Michigan warns about mosquito-borne virus

Gregg McChesney

Enlarge Image Gregg Mc Chesney Facebook

"Unfortunately, right now that's a risk", he warned.

Meanwhile, the Suffolk County Department of Health Services reported the first human cases of West Nile virus this season. Three of those patients have died.

Some states this year are reporting elevated cases of Eastern equine encephalitis virus (or EEE or EEEV), a rare but serious and often deadly cause of brain infection transmitted through mosquito bites.

MA has eight cases, followed by Michigan, Rhode Island, Connecticut, New Jersey and North Carolina.

"The mosquito-borne disease remains a threat that has now resulted in seven confirmed human cases of EEE in MI with onset dates in July", the department said in a news release.

He is the third person this same year who died in southwest MI from the mosquito-borne sickness, the network said. But in those that do, the illness hits hard and fast. That can result in headache, disorientation, tremors, seizures and paralysis.
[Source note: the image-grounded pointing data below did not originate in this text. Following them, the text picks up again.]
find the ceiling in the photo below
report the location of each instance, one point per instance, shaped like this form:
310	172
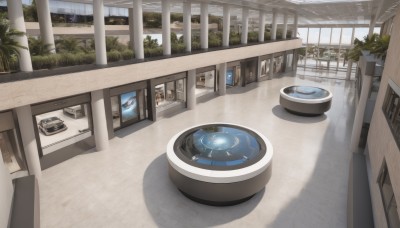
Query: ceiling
309	11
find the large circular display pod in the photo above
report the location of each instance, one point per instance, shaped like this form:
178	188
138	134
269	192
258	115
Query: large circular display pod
219	163
305	100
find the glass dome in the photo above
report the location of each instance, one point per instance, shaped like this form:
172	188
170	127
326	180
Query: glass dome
306	92
219	146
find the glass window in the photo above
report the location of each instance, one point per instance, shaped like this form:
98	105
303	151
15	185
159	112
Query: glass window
205	83
388	198
115	112
63	127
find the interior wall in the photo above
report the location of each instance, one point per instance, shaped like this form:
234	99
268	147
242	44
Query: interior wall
381	142
6	194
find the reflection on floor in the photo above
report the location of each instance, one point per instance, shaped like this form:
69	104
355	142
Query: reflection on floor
128	184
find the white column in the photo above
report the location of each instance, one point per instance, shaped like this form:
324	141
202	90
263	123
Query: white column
204	25
16	16
340	47
191	89
138	29
99	32
227	25
359	117
25	122
271	67
349	69
222	79
46	30
131	29
295	26
245	25
274	24
99	120
261	26
166	27
187	25
284	32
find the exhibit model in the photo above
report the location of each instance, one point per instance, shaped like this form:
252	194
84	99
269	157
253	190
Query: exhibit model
219	164
305	100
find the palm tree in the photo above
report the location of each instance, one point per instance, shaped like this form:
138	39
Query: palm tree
9	48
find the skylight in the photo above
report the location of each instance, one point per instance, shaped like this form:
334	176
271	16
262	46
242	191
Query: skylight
304	2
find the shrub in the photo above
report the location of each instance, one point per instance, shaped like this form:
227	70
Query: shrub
178	48
113	56
152	52
127	54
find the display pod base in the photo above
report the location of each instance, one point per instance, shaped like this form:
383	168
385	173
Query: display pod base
220	194
305	109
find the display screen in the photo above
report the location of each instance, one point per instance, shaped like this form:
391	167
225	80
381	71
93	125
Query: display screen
220	145
129	106
229	77
306	92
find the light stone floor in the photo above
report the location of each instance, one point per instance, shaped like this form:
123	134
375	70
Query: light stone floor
128	185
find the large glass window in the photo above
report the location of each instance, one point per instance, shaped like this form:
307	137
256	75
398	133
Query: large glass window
170	93
63	127
205	83
388	198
Almost 500 West Nile illnesses, including 21 deaths, have been reported to CDC so far this year.

One of those who died suddenly from EEE this year was Gregg McChesney, 64, of Kalamazoo County, Michigan.

Unexpectedly he had a seizure and next thing recognize, he is in the ER, and he just did not come out of it. As of today, there have been no confirmed human cases of EEE in St. Joseph, Branch, or Hillsdale counties, but there have been three confirmed horse cases of the disease in St. Joseph County and all three of these animals have died. That's how people become infected.

Towns, where mosquitoes have tested positive for EEE, include Chester, Haddam, Hampton, Groton, Killingworth, Ledyard, Madison, North Stonington, Plainfield, Shelton, Stonington, and Voluntown, the department said.

The sphagnum bogs found in southern MI are also a favorite for mosquitoes that spread EEE. Anyone experiencing EEE symptoms should see a physician as soon as possible. His research suggests other outbreaks will occur sooner rather than later.

Mark Fischer, an expert at the Centers for Disease Control and Prevention, told the AP it was unclear why EEE cases were high this year but that the numbers typically increase once every several years.

The CDC says the best way to avoid EEE is to avoid mosquito bites.

Wear long-sleeved shirts and long trousers when outside.